The total public costs for the 15-year period are estimated at nearly $8.9 million, including more than $3.4 million in corporate job tax credits and $900,000 for “special schools” – typically the readySC worker training program through the S.C. Technical College System, the analysis shows. And the total figure doesn’t include the likely millions that  BMW will save over the years in county property tax abatements, listed as one of the incentives in its application to the state Coordinating Council for Economic Development.

The Coordinating Council, made up the heads or board chairs of 11 state agencies involved with economic development, doles out tens of millions in job development credits and other incentives annually – often in secret meetings held at Commerce’s headquarters across from the State House, as The Nerve has previously reported.

Commerce Secretary Bobby Hitt, a former BMW spokesman, is the council chairman.

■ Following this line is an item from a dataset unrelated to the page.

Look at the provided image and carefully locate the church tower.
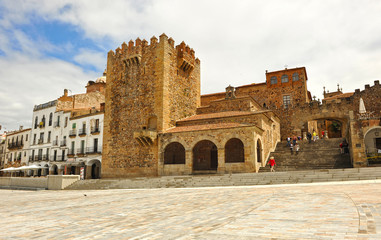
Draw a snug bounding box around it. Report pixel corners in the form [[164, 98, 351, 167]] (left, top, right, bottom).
[[102, 34, 200, 178]]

What’s different about the BMW deal compared to other incentives agreements reviewed by The Nerve is that BMW has two state incentives agreements for its expansion project  – one that calls for the creation of at least 300 jobs and a minimum investment of $485.5 million, and the other requiring the creation of at least 700 jobs and a minimum investment of $433.1 million.

Under the agreement for the 700 jobs, the total projected taxpayer cost over 15 years jumps to at least $21.1 million, according to a cost-benefit analysis included with the documents.

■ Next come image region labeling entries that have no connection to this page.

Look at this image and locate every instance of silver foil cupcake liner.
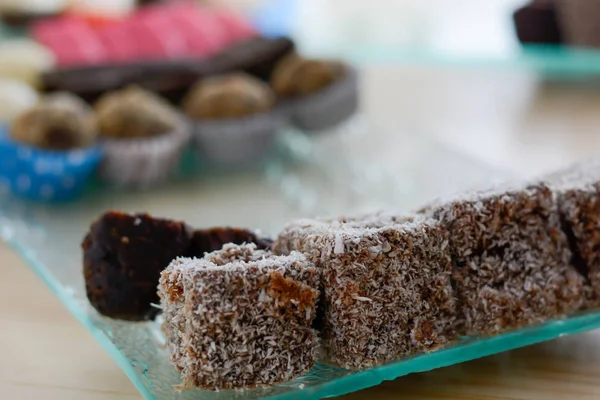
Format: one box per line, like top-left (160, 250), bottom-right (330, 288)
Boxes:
top-left (99, 122), bottom-right (190, 187)
top-left (556, 0), bottom-right (600, 47)
top-left (283, 67), bottom-right (359, 131)
top-left (192, 109), bottom-right (284, 168)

Contacted this week by The Nerve, Commerce spokeswoman Allison Skipper said in written responses that both agreements “are in effect,” and that for “investment figures, the two agreements combined equal $900 million.”

Skipper, though, didn’t want to discuss job-creation figures, so it’s unclear whether BMW plans to create 300, 700 or possibly 1,000 jobs with the expansion project.

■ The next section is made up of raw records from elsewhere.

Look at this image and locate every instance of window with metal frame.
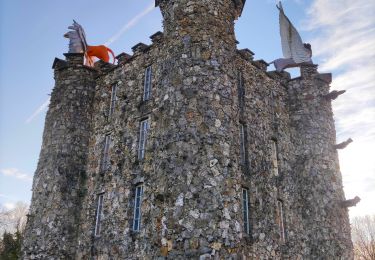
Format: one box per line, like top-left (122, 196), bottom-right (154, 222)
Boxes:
top-left (95, 193), bottom-right (104, 236)
top-left (133, 184), bottom-right (143, 231)
top-left (138, 118), bottom-right (149, 160)
top-left (109, 84), bottom-right (117, 116)
top-left (277, 199), bottom-right (286, 243)
top-left (240, 123), bottom-right (248, 168)
top-left (237, 71), bottom-right (245, 112)
top-left (101, 135), bottom-right (111, 171)
top-left (143, 66), bottom-right (152, 101)
top-left (242, 188), bottom-right (250, 234)
top-left (271, 140), bottom-right (279, 176)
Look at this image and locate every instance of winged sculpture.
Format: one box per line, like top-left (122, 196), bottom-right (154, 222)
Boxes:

“On all employment figures, I’ll defer to the company,” she said. “You probably know, however, that BMW’s workforce includes full-time employees of a contract company. BMW cannot claim job development credits on full-time workers who are not BMW employees.”

BMW spokeswoman Sky Foster did not respond to written questions this week from The Nerve.

Asked how BMW’s job-creation and investment amounts will be verified by the state, Skipper said the company “must submit payroll records to verify job creation and property taxes and/or invoices to verify investment.”

“Once certified, the company submits quarterly reports to the Coordinating Council that provide the number of jobs at the company for the quarter, and the company is audited by the Department of Revenue every three years,” she said.

But the quarterly reports and amounts of tax credits claimed are “confidential taxpayer information,” she said when asked by The Nerve for a copy of the reports.

In its January 2012 press release, Commerce touted that the $900 million expansion project would be the single-largest investment at its South Carolina plant and would bring its total investment in the state to “nearly $6 billion.” Since 1994, the plant has undergone four major expansions, according to the release.

“BMW’s impact on South Carolina’s economy and overall competitiveness is always worth celebrating,” Hitt, the former BMW spokesman, said in the release. “This new economic investment and commitment of jobs is a testament to South Carolina’s strong automotive manufacturing industry.”

But BMW’s impact in Spartanburg County isn’t impressive by some measures. For example, the county’s unemployment rate in August was 8.2 percent, virtually the same as the state’s rate, according to the S.C. Department of Employment and Workforce. And the county’s personal per-capita income in 2011 – the latest available figures listed on the South Carolina Association of Counties’ website – was $31,670 – $1,718 less than the state’s per-capita income for that year.

The incentives agreements for BMW’s latest expansion project allow job development credits if the average wage for the new employees is at least $15.12 per hour, which, based on a 40-hour work week, is slightly less than the 2011 per-capita income for the county.

Hourly rates that would be paid to the new BMW employees were blacked out in documents provided toThe Nerve.